先ほど、大きなスマホはいらなかったと言いながら、iPad Pro(10.5インチ)を購入しました。第一の目的は、校正作業用です。出版社から送られてきたPDFに修正を加える作業ですが、以前はプリントして赤ペンで書いていました。しかし視力的に難しいので、画面を拡大しつつ作業できるタブレットが必要になりました。
タブレットはdマガジンなどの電子書籍を読むのにも最適です。これまた当たり前のようですが、視力が衰えているとピンチアウトで拡大できないと、どうしようもありません。紙の書籍はまだ目への負担が大きすぎて読めないので。
読むのが無理なら、音声で朗読してくれるオーディオブックが良いのではと、 AmazonのAudible(オーディブル)に入ってみました。目を使わないのは確かに楽です。横になりながらでも、電車や自動車での移動中も気軽に書籍の内容をインプットできる。読み上げの速度は変更でき、1.25倍速1.5倍速で再生すれば短時間で本の内容を把握することができます。
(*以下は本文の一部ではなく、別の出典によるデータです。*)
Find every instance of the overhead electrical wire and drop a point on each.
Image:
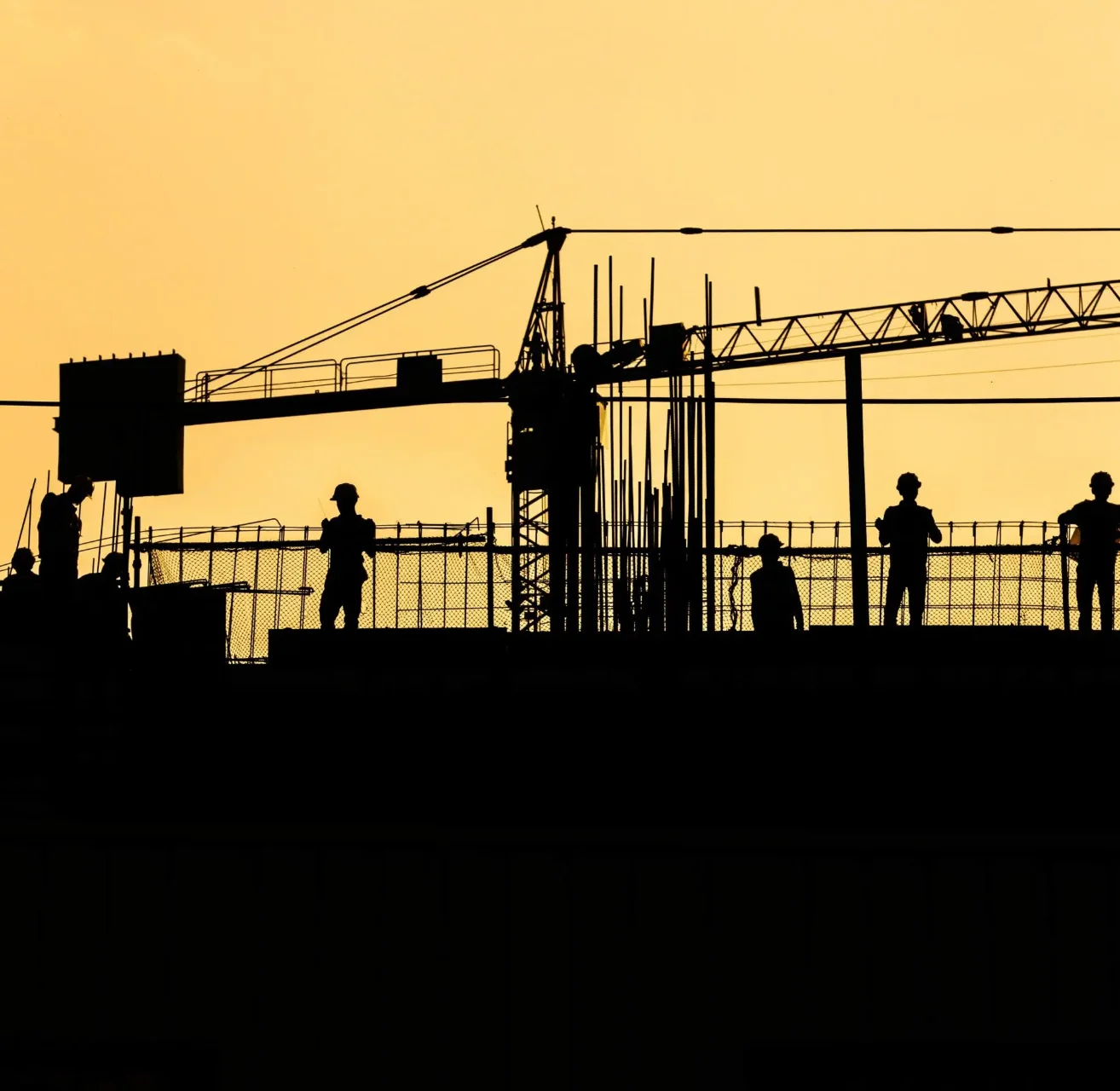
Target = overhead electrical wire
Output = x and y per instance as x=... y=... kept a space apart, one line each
x=932 y=374
x=823 y=231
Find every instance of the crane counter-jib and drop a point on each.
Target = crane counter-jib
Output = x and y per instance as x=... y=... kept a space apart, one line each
x=971 y=317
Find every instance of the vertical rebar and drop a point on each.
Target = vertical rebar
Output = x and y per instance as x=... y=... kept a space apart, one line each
x=1063 y=545
x=489 y=556
x=419 y=574
x=303 y=578
x=949 y=609
x=1042 y=558
x=279 y=580
x=973 y=574
x=809 y=609
x=233 y=580
x=1019 y=602
x=373 y=578
x=252 y=603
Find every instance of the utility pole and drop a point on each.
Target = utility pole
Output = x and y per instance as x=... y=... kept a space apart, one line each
x=709 y=463
x=857 y=488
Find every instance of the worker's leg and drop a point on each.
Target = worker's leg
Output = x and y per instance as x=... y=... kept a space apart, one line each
x=329 y=603
x=1085 y=581
x=1106 y=589
x=896 y=584
x=352 y=607
x=916 y=588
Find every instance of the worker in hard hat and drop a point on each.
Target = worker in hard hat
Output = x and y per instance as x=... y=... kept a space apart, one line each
x=346 y=538
x=775 y=602
x=907 y=528
x=61 y=534
x=102 y=602
x=1098 y=522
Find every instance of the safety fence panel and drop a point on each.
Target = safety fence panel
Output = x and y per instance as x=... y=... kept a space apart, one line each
x=420 y=576
x=459 y=576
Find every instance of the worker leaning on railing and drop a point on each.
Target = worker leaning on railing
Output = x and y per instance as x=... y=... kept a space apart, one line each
x=1098 y=524
x=907 y=528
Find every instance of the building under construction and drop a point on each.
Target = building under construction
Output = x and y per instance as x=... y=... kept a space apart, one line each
x=555 y=816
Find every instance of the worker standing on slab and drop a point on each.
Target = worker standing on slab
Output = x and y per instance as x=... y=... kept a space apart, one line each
x=907 y=528
x=1098 y=524
x=775 y=602
x=346 y=538
x=61 y=534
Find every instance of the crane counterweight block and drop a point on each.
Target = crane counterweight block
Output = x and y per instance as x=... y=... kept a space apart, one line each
x=122 y=420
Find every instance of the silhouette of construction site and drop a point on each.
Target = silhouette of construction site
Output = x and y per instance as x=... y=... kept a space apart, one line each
x=574 y=802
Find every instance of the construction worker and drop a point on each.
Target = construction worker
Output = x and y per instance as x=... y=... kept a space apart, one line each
x=775 y=602
x=1099 y=523
x=346 y=538
x=103 y=602
x=20 y=596
x=61 y=534
x=907 y=528
x=22 y=578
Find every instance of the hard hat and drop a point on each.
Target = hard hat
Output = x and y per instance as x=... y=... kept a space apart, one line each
x=343 y=491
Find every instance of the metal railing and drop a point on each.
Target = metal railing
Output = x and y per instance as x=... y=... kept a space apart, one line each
x=457 y=576
x=331 y=375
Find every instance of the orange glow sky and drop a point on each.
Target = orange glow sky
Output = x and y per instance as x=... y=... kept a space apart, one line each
x=222 y=177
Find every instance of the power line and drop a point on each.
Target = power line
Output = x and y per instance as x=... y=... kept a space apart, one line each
x=889 y=401
x=932 y=374
x=824 y=231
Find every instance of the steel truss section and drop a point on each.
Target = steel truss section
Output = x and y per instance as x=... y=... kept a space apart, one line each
x=970 y=317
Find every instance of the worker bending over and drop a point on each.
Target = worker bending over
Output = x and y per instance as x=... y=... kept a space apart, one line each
x=1098 y=522
x=907 y=528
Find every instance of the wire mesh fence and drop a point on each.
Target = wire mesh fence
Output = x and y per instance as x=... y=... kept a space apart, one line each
x=459 y=576
x=420 y=576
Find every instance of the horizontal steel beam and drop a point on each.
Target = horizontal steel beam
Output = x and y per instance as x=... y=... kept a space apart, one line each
x=228 y=410
x=967 y=318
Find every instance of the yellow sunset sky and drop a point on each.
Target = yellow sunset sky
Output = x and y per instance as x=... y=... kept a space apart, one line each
x=223 y=177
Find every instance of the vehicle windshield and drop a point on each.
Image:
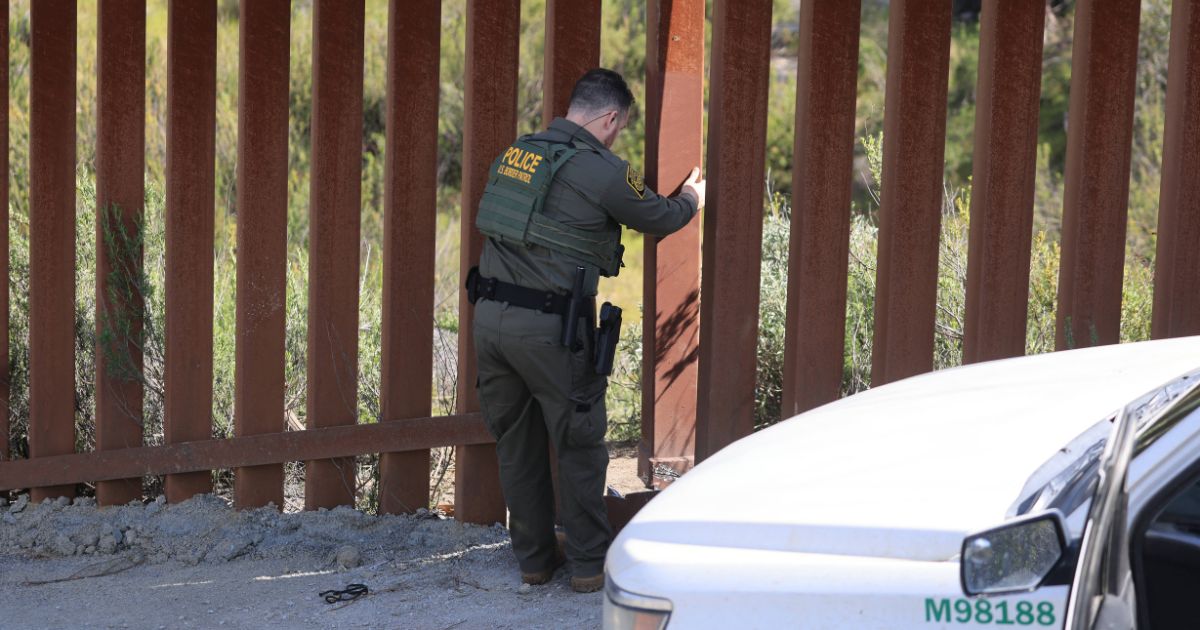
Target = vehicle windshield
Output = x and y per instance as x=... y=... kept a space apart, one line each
x=1073 y=472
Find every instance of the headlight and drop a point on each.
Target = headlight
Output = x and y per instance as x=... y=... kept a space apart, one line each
x=629 y=611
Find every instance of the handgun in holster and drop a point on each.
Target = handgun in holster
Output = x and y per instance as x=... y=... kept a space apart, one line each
x=607 y=337
x=574 y=312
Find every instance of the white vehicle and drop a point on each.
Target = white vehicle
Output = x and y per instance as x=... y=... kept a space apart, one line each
x=1050 y=491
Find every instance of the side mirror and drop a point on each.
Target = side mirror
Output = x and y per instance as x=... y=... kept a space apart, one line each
x=1014 y=557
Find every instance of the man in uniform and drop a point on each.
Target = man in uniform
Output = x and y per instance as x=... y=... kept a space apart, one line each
x=539 y=382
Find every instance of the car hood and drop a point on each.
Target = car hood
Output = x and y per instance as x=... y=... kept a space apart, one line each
x=906 y=469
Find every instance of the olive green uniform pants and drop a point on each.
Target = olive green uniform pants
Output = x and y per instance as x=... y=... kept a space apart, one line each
x=535 y=393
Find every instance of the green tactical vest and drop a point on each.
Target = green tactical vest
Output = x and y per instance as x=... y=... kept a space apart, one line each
x=511 y=208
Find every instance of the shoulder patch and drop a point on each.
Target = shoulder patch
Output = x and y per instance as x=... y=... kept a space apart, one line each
x=635 y=181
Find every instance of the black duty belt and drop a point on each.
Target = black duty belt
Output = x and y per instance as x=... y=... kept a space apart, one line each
x=485 y=288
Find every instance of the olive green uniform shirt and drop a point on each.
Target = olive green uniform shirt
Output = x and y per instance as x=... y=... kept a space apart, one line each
x=593 y=191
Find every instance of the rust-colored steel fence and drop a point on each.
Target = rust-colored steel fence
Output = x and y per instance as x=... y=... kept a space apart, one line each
x=700 y=335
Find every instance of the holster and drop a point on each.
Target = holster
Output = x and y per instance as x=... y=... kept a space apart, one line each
x=607 y=337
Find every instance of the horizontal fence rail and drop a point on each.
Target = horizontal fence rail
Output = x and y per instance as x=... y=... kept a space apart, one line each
x=250 y=450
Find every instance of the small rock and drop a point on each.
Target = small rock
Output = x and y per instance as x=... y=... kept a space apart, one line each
x=63 y=546
x=348 y=557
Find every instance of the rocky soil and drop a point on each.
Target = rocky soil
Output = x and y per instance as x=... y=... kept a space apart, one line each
x=202 y=564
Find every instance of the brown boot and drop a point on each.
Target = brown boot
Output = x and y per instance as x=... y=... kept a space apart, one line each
x=587 y=583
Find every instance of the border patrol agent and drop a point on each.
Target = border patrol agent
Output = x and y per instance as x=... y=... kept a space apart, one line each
x=552 y=213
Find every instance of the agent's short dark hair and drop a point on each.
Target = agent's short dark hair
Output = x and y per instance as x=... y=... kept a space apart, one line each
x=600 y=90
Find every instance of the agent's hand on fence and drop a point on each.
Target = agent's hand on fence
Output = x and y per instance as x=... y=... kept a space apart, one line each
x=695 y=186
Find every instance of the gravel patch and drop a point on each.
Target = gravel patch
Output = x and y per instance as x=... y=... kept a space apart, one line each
x=202 y=564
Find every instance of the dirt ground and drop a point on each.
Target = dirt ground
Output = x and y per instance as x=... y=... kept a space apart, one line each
x=202 y=564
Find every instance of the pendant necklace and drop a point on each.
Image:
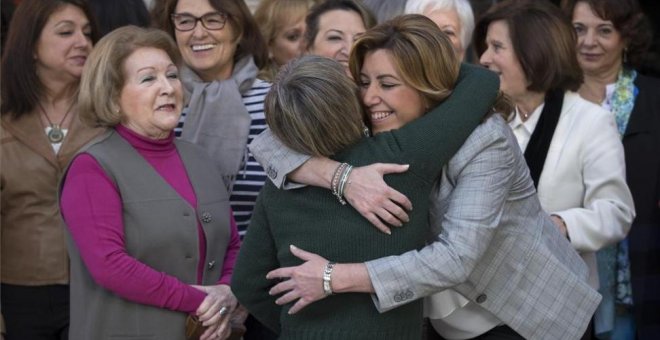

ひとつ、Audibleの欠点は、目次に文字情報がないことです。1章、2章、3章と並んでいるだけ。それぞれの章にジャンプして再生することはできますが、内容を選んで再生できません。
また書籍のラインナップ自体もそれほど多くはありません。月額1,500円なので、月に2冊も読めば元は取れますが、自分の好みや必要性に合っていないと意味ないですよね。1カ月間無料で体験できるので、その辺りを確認した上で継続利用するかどうかを決めるといいと思います。ですが自分の場合は、本の嗜好が偏っているのか、興味のある本ほどオーディオブックどころか電子書籍にもなっていません。読みたいのにKindleにもなっていないのかと残念に思うことばかり。
まぁ、対応していたところで、以前買った本が“積ん読”になっているように、最後まで読むかどうかは別ですけどね。